Hochtemperaturelektrolyse Container Generation 1.0 (Sunfire-Hylink) am Standort in Dresden ©Bild: Sunfire GmbH

Nächste Generation der Hochtemperatur-Elektrolyse: Sunfire steigert Leistungsfähigkeit von grüner Wasserstoffproduktion

(ee-news.ch) Das Unternehmen Sunfire aus Dresden, Pionier der Elektrolysetechnologie, hat im Rahmen des Hypos-Projekts die nächste Generation der Hochtemperaturelektrolyse in Betrieb genommen. Die Generation 1.0 zeichnet sich durch eine höhere Effizienz aus und ermöglicht eine höhere Produktionsleistung von Wasserstoff.


Die neue Generation wird im Rahmen des Rsoc-Projektes (Reversible Solid Oxide Cell for Industry) erforscht. Das Projekt ist Teil des Gesamtprojekts Hypos, in dem der Aufbau einer Modellregion für Wasserstoff in Ostdeutschland verfolgt wird. Im Mittelpunkt steht die Versorgung mit grünem Wasserstoff. Dieser soll mit Hilfe von Power-to-Gas-Technologien aus erneuerbaren Energien gewonnen werden.

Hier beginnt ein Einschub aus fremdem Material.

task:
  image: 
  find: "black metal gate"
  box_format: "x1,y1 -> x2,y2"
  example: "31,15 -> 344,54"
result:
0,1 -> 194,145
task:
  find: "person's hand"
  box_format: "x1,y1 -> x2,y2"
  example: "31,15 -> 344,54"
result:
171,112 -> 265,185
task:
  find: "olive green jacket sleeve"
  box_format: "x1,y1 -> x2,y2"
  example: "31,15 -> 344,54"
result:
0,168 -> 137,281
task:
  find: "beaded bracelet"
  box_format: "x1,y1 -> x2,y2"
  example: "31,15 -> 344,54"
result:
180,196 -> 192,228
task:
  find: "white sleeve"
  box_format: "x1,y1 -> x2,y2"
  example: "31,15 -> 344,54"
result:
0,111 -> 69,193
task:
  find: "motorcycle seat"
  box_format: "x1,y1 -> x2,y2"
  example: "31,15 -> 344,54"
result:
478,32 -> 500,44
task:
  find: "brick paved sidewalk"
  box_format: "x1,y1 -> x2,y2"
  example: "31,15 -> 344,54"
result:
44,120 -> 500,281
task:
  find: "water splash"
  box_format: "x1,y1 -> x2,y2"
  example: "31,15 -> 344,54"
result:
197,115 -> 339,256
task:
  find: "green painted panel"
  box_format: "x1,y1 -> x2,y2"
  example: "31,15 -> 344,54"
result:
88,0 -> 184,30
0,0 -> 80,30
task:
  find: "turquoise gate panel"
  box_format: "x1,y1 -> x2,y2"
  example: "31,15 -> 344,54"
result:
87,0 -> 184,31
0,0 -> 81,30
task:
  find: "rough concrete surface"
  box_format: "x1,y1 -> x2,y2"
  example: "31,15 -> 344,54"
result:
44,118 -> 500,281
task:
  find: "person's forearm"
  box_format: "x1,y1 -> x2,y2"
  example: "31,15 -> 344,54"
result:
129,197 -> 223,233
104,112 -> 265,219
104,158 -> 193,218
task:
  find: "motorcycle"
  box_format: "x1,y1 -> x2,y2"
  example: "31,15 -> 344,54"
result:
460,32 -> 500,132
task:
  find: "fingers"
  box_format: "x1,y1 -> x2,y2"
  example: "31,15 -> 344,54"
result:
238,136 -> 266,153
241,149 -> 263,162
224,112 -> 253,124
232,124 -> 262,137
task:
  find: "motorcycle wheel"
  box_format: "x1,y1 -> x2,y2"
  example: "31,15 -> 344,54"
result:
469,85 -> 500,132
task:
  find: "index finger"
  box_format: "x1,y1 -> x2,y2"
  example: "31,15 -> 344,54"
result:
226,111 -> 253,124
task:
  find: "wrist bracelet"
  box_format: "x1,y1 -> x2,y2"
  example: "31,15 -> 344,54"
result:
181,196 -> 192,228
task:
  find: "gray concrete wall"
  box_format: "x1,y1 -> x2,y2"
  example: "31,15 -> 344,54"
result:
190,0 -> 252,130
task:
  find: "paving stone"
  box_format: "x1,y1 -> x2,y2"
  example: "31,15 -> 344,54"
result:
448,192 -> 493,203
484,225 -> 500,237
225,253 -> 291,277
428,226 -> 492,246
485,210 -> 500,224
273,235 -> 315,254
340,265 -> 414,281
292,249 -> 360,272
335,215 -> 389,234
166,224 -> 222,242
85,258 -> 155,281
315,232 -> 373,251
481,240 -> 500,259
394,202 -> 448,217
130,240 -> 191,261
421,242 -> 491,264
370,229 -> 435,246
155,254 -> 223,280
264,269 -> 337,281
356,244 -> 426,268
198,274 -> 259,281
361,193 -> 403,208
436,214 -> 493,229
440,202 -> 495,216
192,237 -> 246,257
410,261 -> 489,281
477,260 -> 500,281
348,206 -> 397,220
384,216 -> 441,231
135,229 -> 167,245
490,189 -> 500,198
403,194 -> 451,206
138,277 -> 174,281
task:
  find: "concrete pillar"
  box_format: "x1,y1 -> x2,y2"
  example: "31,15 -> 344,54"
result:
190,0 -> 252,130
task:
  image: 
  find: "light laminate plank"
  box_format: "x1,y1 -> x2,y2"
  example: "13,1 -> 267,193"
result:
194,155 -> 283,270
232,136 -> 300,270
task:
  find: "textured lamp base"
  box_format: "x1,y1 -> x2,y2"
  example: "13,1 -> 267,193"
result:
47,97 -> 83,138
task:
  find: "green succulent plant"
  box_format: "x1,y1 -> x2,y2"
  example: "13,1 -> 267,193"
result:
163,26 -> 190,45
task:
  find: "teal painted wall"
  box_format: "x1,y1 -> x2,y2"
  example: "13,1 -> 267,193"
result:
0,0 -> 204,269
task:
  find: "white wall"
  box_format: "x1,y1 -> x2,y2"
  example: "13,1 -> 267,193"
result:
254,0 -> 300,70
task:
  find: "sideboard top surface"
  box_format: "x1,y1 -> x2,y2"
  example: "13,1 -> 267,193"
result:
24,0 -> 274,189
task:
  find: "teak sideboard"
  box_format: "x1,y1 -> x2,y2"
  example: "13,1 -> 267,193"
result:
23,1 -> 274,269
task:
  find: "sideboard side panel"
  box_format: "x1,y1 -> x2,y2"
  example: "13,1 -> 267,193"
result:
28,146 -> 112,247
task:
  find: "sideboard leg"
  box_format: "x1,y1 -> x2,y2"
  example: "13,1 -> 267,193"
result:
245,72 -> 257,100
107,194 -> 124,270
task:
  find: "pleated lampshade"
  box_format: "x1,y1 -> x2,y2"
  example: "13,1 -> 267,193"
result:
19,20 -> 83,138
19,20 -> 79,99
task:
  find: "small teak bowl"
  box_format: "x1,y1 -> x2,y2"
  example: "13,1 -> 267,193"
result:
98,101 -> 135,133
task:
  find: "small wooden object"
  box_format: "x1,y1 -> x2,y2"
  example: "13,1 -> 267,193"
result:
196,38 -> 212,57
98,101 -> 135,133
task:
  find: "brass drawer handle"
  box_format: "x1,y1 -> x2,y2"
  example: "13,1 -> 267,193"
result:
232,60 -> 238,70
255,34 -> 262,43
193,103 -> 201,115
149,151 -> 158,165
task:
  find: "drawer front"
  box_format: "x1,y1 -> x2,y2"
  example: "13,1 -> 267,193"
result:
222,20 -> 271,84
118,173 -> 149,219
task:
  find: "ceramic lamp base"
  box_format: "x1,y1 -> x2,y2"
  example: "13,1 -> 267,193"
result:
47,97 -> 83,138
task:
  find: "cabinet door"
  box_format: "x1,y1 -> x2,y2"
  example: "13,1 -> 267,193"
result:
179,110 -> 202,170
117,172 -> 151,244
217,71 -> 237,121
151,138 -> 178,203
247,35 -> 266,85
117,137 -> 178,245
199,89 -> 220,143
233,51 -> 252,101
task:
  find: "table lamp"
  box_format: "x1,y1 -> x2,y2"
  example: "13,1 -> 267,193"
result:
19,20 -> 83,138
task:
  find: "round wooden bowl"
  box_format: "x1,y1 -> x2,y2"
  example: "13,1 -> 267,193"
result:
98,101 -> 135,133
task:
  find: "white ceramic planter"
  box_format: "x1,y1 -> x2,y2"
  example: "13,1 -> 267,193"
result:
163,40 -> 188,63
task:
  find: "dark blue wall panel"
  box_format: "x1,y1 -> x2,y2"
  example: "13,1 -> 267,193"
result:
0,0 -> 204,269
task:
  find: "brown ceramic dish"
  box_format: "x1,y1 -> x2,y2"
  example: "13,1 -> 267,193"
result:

Reversible Wandlung in einem System
Die Elektrolyse von Wasser zu Wasserstoff und Sauerstoff stellt dabei eine Anwendungsmöglichkeit dar. Elektrische Energie wird hier unmittelbar und mit sehr hohen Wirkungsgraden in chemische Energie umgewandelt. Die spezielle Technologieform der Festoxidzellen (SOC-Solid Oxid Cell) für Elektrolyse und Brennstoffzellen ermöglicht, beide Pfade miteinander zu verbinden und eine reversible Wandlung von elektrischer in chemischer Energie und retour in einem System durchzuführen. Innerhalb von nur 10 Minuten kann der Betriebsmodus von Wasserstofferzeugung zu Strom- und Wärmeproduktion gewechselt werden. Die Anlage erreicht dadurch eine höhere Auslastung pro Jahr und ist betriebswirtschaftlich attraktiver. Die Generation 1.0 der Hochdrucktemperaturelektrolyse erreicht bei einer Eingangsleistung von 180 kW Gleichstrom eine Produktionsleistung von 50 Nm³ Wasserstoff pro Stunde. Dafür benötigt sie lediglich 3.75 kWh Strom pro Nm³ Wasserstoff. Die bisherige Generation 0.1 erreichte bei 150 kW Eingangsleistung eine Wasserstoffproduktion von 40 Nm³/h. Eine Markteinführung ist ab 2021 geplant. Während der Wochen im Testbetrieb konnte bereits ein Wirkungsgrad von über 80% nachgewiesen werden.

Mit Air Liquide Forschung und Entwicklung GmbH und dem Deutschen Zentrum für Luft- und Raumfahrt sind zwei weitere Partner am Projekt beteiligt, die den Bogen von der industriellen Wasserstoffproduktion und -vermarktung bis hin zu Kompetenzen im Bereich der Simulation und Entwicklung von SOC-Komponenten sowie Systemlösungen spannen. Alle Projektpartner sind Partner im Hypos-Konsortium. Hypos erforscht in 30 Projekten alle Aspekte entlang der Wertschöpfungskette zum Grünen Wasserstoff, um den Beitrag von regenerativ erzeugtem Wasserstoff als Schlüsselenergieträger der Energiewende weiter zu erhöhen.